Sucht man bei Google seither nun nach Krankheiten – sagen wir „Covid“ – erscheinen Informationen des Portals „gesund.bund.de“, das das Bundesministerium für Gesundheit herausgibt, in einem hervorgehobenen Info-Kasten. Aber: Es ist beim ersten Hinsehen nicht erkenntlich, dass es sich um ein Regierungsportal handelt. Nur unten in dem Kasten steht der verlinkte Hinweis „weitere Infos: gesund.bund.de“ Im Browser allerdings erscheint dann in der Registerkarte, dem sogenannten Reiter, sogar ein kleines google-Symbol mit drei Punkten in Schwarz-Rot-Gold. Google erhält also einen quasi-hoheitlichen Anstrich. Andere Suchergebnisse dagegen sind erst erkennbar, wenn man herunterscrollt.
Die Kooperation ist ein prägnantes Beispiel für den Orientierungsverlust in der politischen Klasse. Nicht nur, weil die Regierenden stützen und stärken, was sie gemäß den Ordnungsprinzipien der Sozialen Marktwirtschaft verhindern müssten – nämlich Monopole. Dazu kommt etwas noch Grundsätzlicheres, nicht nur für die Wirtschaftsordnung, sondern für die Demokratie Gefährliches: Das Bundesministerium weiß offenbar wie auch die gesamte Bundesregierung nicht mehr genau, was seine Aufgaben sind – und was nicht. Oder: Will es nicht mehr wissen.
Die Regierenden haben in einem freiheitlichen, demokratischen Staatswesen weder die Pflicht, noch ein Vorrecht, die Bürger über Krankheiten oder sonstige Dinge des privaten Bereichs zu unterrichten. Und es ist auch nicht Aufgabe eines Ministers festzulegen, was „objektive, fundierte, evidenzbasierte Informationen“ sind – und was nicht.
Die Tendenz, die „Information“ der Bürger (früher hätte man es einfach und durchaus nicht abwertend „Propaganda“ genannt) wichtiger zu nehmen als das eigentliche Regieren, und dabei potentiell kritische Vermittlungsinstanzen zu umgehen oder einzuseifen, ist schon lange unübersehbar. Diese Tendenz ist gefährlich, da sie stets die Gefahr in sich birgt, dass die Regierenden die freie Meinungsbildung beeinflussen und in letzter Konsequenz außer Kraft setzen, indem sie sich anmaßen eine höchste Instanz der Wahrheit zu sein. Im Gegenteil muss man festhalten: Politische Kommunikation zeichnet sich gerade dadurch aus, dass sie nicht „objektiv, fundiert und evidenzbasiert“, sondern an politischen Interessen und Machtgewinn orientiert ist.

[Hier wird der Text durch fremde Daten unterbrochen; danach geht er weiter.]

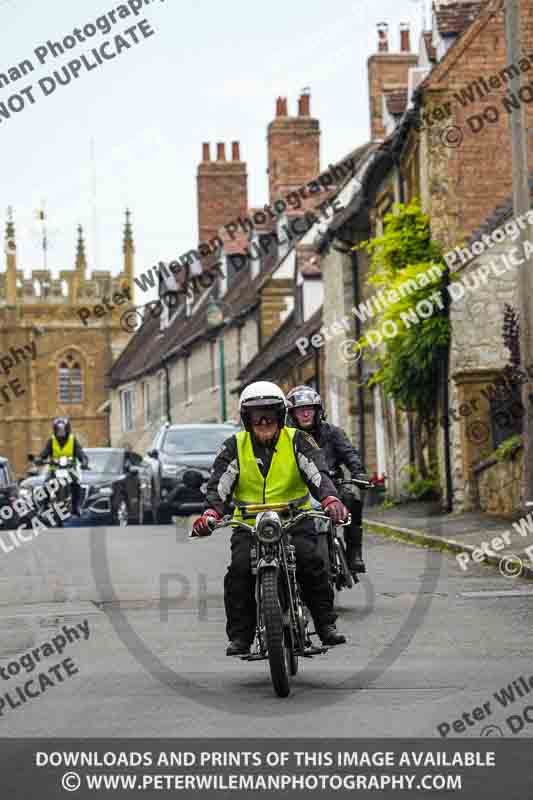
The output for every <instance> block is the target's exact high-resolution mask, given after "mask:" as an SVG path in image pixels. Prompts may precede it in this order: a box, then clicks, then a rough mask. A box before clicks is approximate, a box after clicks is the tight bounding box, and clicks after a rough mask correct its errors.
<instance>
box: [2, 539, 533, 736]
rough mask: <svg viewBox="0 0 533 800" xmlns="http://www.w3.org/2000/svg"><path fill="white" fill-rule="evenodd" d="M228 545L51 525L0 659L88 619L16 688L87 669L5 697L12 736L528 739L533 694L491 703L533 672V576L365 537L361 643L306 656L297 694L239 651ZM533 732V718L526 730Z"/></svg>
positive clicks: (15, 684) (6, 590)
mask: <svg viewBox="0 0 533 800" xmlns="http://www.w3.org/2000/svg"><path fill="white" fill-rule="evenodd" d="M228 551H229V534H228V533H226V532H225V531H223V532H217V533H216V534H215V535H213V536H212V537H210V538H209V539H201V540H199V539H196V540H188V539H186V536H185V531H184V529H181V531H180V530H177V529H176V527H174V526H144V527H137V526H133V527H130V528H126V529H120V528H107V529H106V528H94V529H87V528H71V529H68V530H63V531H61V530H54V531H48V532H46V533H45V534H42V535H41V536H40V537H39V538H38V539H35V540H32V541H29V542H28V543H27V544H25V545H24V547H20V548H19V549H17V551H16V552H13V553H11V554H9V555H2V557H1V559H0V602H1V604H2V605H0V667H4V669H5V668H7V665H8V664H9V663H11V662H13V661H18V660H19V659H20V658H21V656H22V655H23V654H25V653H28V651H31V650H32V649H34V648H36V647H38V646H39V645H42V644H44V643H45V642H46V641H50V640H51V639H52V638H53V637H56V636H58V635H62V626H64V625H67V626H71V627H72V626H76V625H77V624H79V623H81V624H83V622H84V621H85V620H87V622H88V625H89V638H88V639H87V640H85V639H84V638H80V640H79V641H78V640H76V641H73V642H72V643H70V644H69V643H67V645H66V647H65V649H64V651H63V653H62V654H61V656H58V655H52V656H50V657H47V658H44V657H43V658H42V663H41V664H40V665H39V667H36V668H35V670H34V671H32V672H26V669H24V672H22V668H21V672H20V673H19V674H18V675H17V676H13V677H9V678H8V679H7V680H6V679H0V692H3V693H4V695H5V693H6V692H7V691H11V692H12V694H13V696H15V687H16V686H20V685H22V684H23V683H24V682H25V681H26V680H28V679H29V678H31V677H35V675H36V674H37V673H38V672H39V671H42V670H43V669H48V668H49V667H50V666H52V665H54V664H57V663H59V661H61V659H65V658H67V657H69V658H71V659H72V661H73V662H74V663H75V665H76V668H77V670H78V671H77V672H76V673H75V674H73V675H72V676H71V677H64V679H63V680H62V681H61V682H59V681H58V680H57V679H54V685H53V686H49V687H46V689H45V690H44V691H43V693H42V694H40V695H39V696H37V697H35V698H34V699H30V700H28V701H27V702H25V703H23V704H22V703H21V705H20V706H19V707H16V708H11V707H9V705H8V704H6V706H5V707H4V708H3V710H2V715H1V716H0V736H13V737H14V736H29V737H38V736H44V737H52V736H57V737H59V736H65V737H88V736H108V735H109V736H148V737H155V736H161V737H165V736H170V737H175V736H177V737H183V736H188V737H195V736H224V737H226V736H267V737H281V736H291V737H292V736H294V737H301V736H321V737H332V736H347V737H398V736H399V737H422V736H423V737H426V736H429V737H434V736H437V737H438V736H439V731H438V730H437V726H438V725H441V726H443V725H444V723H447V724H449V725H450V731H451V732H450V735H455V736H462V737H464V736H480V735H494V734H495V733H496V735H497V734H498V732H497V731H494V729H492V730H489V729H487V726H489V725H491V726H496V727H497V728H499V729H500V731H501V732H502V733H503V734H504V735H506V736H513V735H514V734H513V731H512V730H510V727H509V723H507V722H506V718H507V717H509V715H510V714H515V715H518V716H520V712H521V711H523V709H524V707H526V706H527V705H528V703H529V704H531V705H532V706H533V688H531V689H530V691H531V694H529V695H528V694H526V692H525V690H524V689H523V690H522V693H523V697H520V696H519V695H518V694H517V695H516V699H515V701H514V702H513V703H512V707H508V708H507V709H505V708H503V707H502V706H501V705H500V704H499V703H498V702H497V701H496V699H495V698H494V697H493V694H494V693H495V692H500V690H501V688H502V687H505V686H507V685H508V684H510V683H511V681H513V680H517V679H518V678H519V677H520V676H523V677H524V678H525V679H526V681H527V679H529V677H530V676H531V675H533V659H532V656H533V642H532V638H531V610H532V603H533V587H532V585H531V583H528V582H525V581H521V580H512V579H506V578H504V577H502V576H501V575H499V574H498V573H497V572H496V571H495V570H494V569H488V568H486V567H482V566H476V567H474V568H472V569H471V570H469V572H468V574H466V575H465V574H464V573H463V572H461V571H460V570H459V568H458V566H457V565H456V562H455V559H454V558H453V556H450V555H448V554H440V553H435V552H432V551H428V550H425V549H422V548H417V547H413V546H408V545H406V544H403V543H398V542H394V541H391V540H388V539H385V538H381V537H378V536H372V537H367V539H366V559H367V565H368V575H367V576H366V577H364V578H363V581H362V582H361V584H359V586H357V587H355V588H354V589H352V590H350V591H344V592H342V593H341V594H339V595H337V601H338V611H339V615H340V617H339V621H338V626H339V629H341V630H342V631H343V632H344V633H345V634H346V635H347V638H348V643H347V644H346V645H344V646H340V647H337V648H332V649H330V650H329V651H328V653H327V654H325V655H322V656H317V657H315V658H313V659H309V660H307V659H306V660H304V661H303V662H302V661H300V672H299V674H298V675H297V676H296V678H295V679H294V681H293V688H292V693H291V696H290V697H289V698H287V699H280V698H277V697H276V696H275V695H274V693H273V689H272V686H271V683H270V678H269V672H268V664H267V662H256V663H247V662H242V661H240V660H238V659H231V658H227V657H226V655H225V647H226V636H225V627H224V626H225V618H224V607H223V593H222V581H223V575H224V572H225V567H226V564H227V559H228ZM493 592H496V593H497V594H499V593H501V595H500V596H494V595H493V594H491V593H493ZM516 592H519V593H520V594H516ZM465 593H466V595H468V593H480V594H479V595H477V594H476V595H475V596H465ZM485 593H487V594H485ZM80 636H81V634H80ZM12 669H13V670H15V669H16V667H12ZM519 686H521V684H519ZM531 686H532V687H533V678H532V681H531ZM484 703H489V709H490V710H489V711H487V710H485V712H484V718H483V719H477V720H476V719H474V718H473V717H472V714H471V712H472V711H473V709H474V708H476V707H481V708H482V707H483V704H484ZM532 712H533V708H532ZM464 713H465V714H466V715H467V717H466V720H464V718H463V720H464V721H463V724H462V727H463V728H464V730H461V725H460V724H459V725H458V730H457V732H456V733H453V729H452V724H453V721H454V720H458V719H460V718H461V716H462V715H463V714H464ZM477 716H478V717H479V712H478V715H477ZM531 719H533V713H532V714H531ZM518 725H519V723H518V722H515V723H514V726H515V727H518ZM532 733H533V723H528V722H525V723H524V726H523V728H522V729H521V730H520V731H519V732H517V733H516V735H519V736H531V735H532Z"/></svg>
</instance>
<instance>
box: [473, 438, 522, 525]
mask: <svg viewBox="0 0 533 800" xmlns="http://www.w3.org/2000/svg"><path fill="white" fill-rule="evenodd" d="M523 468H524V451H523V450H520V451H519V452H518V453H517V454H516V456H515V458H513V459H511V460H510V461H500V462H496V463H492V464H491V465H490V466H487V467H486V468H485V469H483V470H482V471H480V472H478V475H477V483H478V492H479V505H480V509H481V511H485V512H486V513H487V514H498V515H501V516H511V515H513V514H514V513H516V511H517V509H519V508H520V488H521V481H522V472H523Z"/></svg>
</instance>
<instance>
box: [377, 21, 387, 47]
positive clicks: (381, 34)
mask: <svg viewBox="0 0 533 800" xmlns="http://www.w3.org/2000/svg"><path fill="white" fill-rule="evenodd" d="M377 28H378V53H388V52H389V26H388V25H387V23H386V22H378V25H377Z"/></svg>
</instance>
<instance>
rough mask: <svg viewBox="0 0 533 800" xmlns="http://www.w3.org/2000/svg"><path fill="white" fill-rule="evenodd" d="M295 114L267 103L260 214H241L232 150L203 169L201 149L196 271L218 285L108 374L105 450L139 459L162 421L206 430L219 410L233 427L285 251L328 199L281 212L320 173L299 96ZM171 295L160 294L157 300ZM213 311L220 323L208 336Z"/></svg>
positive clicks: (269, 337) (279, 285) (294, 292)
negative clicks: (314, 214) (199, 254)
mask: <svg viewBox="0 0 533 800" xmlns="http://www.w3.org/2000/svg"><path fill="white" fill-rule="evenodd" d="M297 111H298V113H297V115H296V116H290V115H289V113H288V103H287V99H286V98H278V99H277V101H276V116H275V118H274V119H273V120H272V122H271V123H270V124H269V126H268V130H267V142H268V174H269V198H268V201H269V202H268V203H267V204H266V205H265V206H264V207H262V208H249V207H248V205H247V203H248V200H247V186H246V176H247V165H246V163H245V162H243V161H241V160H240V148H239V143H238V142H233V143H232V147H231V154H232V160H231V161H226V149H225V146H224V144H223V143H218V144H217V149H216V160H213V161H212V160H211V150H210V145H209V143H207V142H205V143H204V144H203V146H202V161H201V163H200V164H199V167H198V198H197V202H198V225H199V230H198V235H199V239H200V240H201V241H204V242H206V241H209V242H210V245H211V247H212V248H215V252H213V251H212V252H211V254H210V255H205V257H204V258H203V259H202V266H203V269H204V270H205V269H207V268H208V267H209V265H210V264H211V265H212V263H213V261H217V262H218V263H219V264H220V269H221V273H222V274H223V276H224V277H223V278H218V279H217V281H216V282H215V283H214V284H213V285H212V286H210V287H206V289H205V291H203V292H200V293H199V294H198V295H197V296H196V297H195V298H194V300H191V301H190V302H183V303H180V304H179V308H177V310H176V311H175V313H174V314H172V315H171V316H170V317H169V316H168V314H167V315H162V317H161V319H160V320H158V321H156V320H150V321H148V322H147V323H146V324H145V325H143V326H142V327H141V329H140V330H139V331H138V332H137V333H136V335H135V336H134V337H133V338H132V340H131V341H130V343H129V345H128V347H127V348H126V349H125V351H124V352H123V354H122V355H121V357H120V358H119V359H118V361H117V362H116V363H115V364H114V366H113V369H112V371H111V382H112V386H113V402H112V410H111V438H112V442H113V444H119V443H124V442H125V441H128V442H130V443H133V442H135V446H136V447H137V448H138V449H141V450H142V449H143V448H145V447H148V446H149V444H150V442H151V441H152V439H153V437H154V435H155V433H156V432H157V430H158V429H159V427H160V425H161V422H162V421H165V420H167V419H168V420H170V421H172V422H180V423H182V422H216V421H220V420H221V419H222V415H223V407H225V409H226V418H230V419H231V418H233V419H236V418H237V417H238V395H237V394H236V393H235V389H236V388H237V387H238V386H239V385H240V380H239V378H238V376H239V373H241V372H242V370H243V369H244V368H245V367H246V365H247V364H248V363H249V362H250V361H252V360H253V359H254V357H255V356H256V354H257V353H258V352H263V350H264V348H265V347H267V346H268V343H269V341H270V340H271V339H272V337H274V336H275V335H276V332H277V331H278V330H279V328H280V326H283V324H284V323H285V322H286V320H287V319H288V318H289V317H290V316H291V315H292V314H293V311H294V303H295V291H294V281H295V272H294V244H295V242H296V241H297V240H298V239H299V238H300V237H301V236H302V235H303V234H304V232H305V230H307V229H308V228H309V227H310V225H311V222H309V223H307V222H306V221H305V220H306V214H309V213H310V211H309V209H312V208H315V207H316V206H317V204H318V203H320V202H323V201H324V199H325V198H327V197H330V196H331V191H332V190H328V189H327V188H325V187H321V186H320V185H318V186H317V189H316V191H314V190H312V191H310V192H309V193H308V195H307V196H306V197H302V198H301V199H299V200H298V201H296V197H294V198H293V200H294V202H292V201H291V203H289V202H288V198H287V196H288V195H289V194H290V193H291V192H294V191H295V190H297V189H299V188H300V187H302V186H303V185H305V184H307V183H311V182H312V181H314V180H315V179H316V178H317V176H318V174H319V169H320V167H319V151H320V125H319V121H318V120H317V119H316V118H313V117H311V106H310V96H309V95H308V94H307V93H304V94H302V95H301V96H300V98H299V100H298V109H297ZM332 188H333V187H332ZM283 198H285V200H287V202H286V201H285V200H283ZM297 221H299V226H298V230H296V228H297V225H296V222H297ZM204 252H205V253H206V251H204ZM200 255H201V256H202V255H204V254H203V253H202V251H201V248H200ZM175 289H176V286H174V287H170V288H169V286H168V285H167V286H164V285H163V284H162V286H161V291H164V292H168V291H170V293H172V292H173V291H174V290H175ZM213 301H216V302H217V303H218V304H219V306H220V308H221V310H222V312H223V315H224V321H223V323H221V324H220V325H218V326H215V327H209V325H208V320H209V318H210V315H211V311H210V304H211V303H212V302H213ZM222 338H223V349H224V379H225V380H224V383H225V402H224V403H222V401H221V393H222V380H221V339H222Z"/></svg>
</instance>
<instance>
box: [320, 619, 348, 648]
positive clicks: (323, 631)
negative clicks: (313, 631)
mask: <svg viewBox="0 0 533 800" xmlns="http://www.w3.org/2000/svg"><path fill="white" fill-rule="evenodd" d="M317 633H318V635H319V637H320V641H321V642H322V644H325V645H327V646H328V647H334V646H335V645H336V644H344V643H345V642H346V636H343V635H342V633H338V631H337V628H336V626H335V625H334V624H331V625H324V626H323V627H321V628H317Z"/></svg>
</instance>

Darum ist es vermutlich ist es auch kein Zufall, dass bei der google-Suche nach „Covid“ der Info-Kasten von gesund.bund.de nicht nur größer, sondern auch zentral erscheint, während bei „Lungenentzündung“ ein deutlich kleinerer Kasten am rechten Bildrand erscheint – und ausgerechnet bei dem Suchwort „Krebs“ überhaupt keiner. Könnte das daran liegen, dass es kein politisches Interesse auf Seiten der Bundesregierung gibt, über Krebs, aber ein umso größeres, über Covid-19 zu informieren?
Die Kritik des Präsidenten des Verbandes Deutscher Zeitschriftenverleger (VDZ), Rudolf Thiemann, ist darum eigentlich durchaus treffend: „Eine solche Verdrängung der privaten Presse durch ein staatliches Medienangebot auf einer digitalen Megaplattform ist ein einmaliger und neuartiger Angriff auf die Pressefreiheit.“
Glaubwürdiger wären solche harten Verleger-Worte aber, wenn die private Presse, für die Thiemann spricht, nicht nur dann die Regierenden kritisierte, wenn es um ihre eigenen finanziellen Interessen geht. Die Pläne der Bundesregierung, die Zeitungsverlage mit bis zu 260 Millionen Euro zu subventionieren, stießen in den Verbänden jedenfalls nicht auf Kritik, obwohl man auch in ihnen den Versuch der Verdrängung anderer, nicht subventionierter Medien erkennen könnte.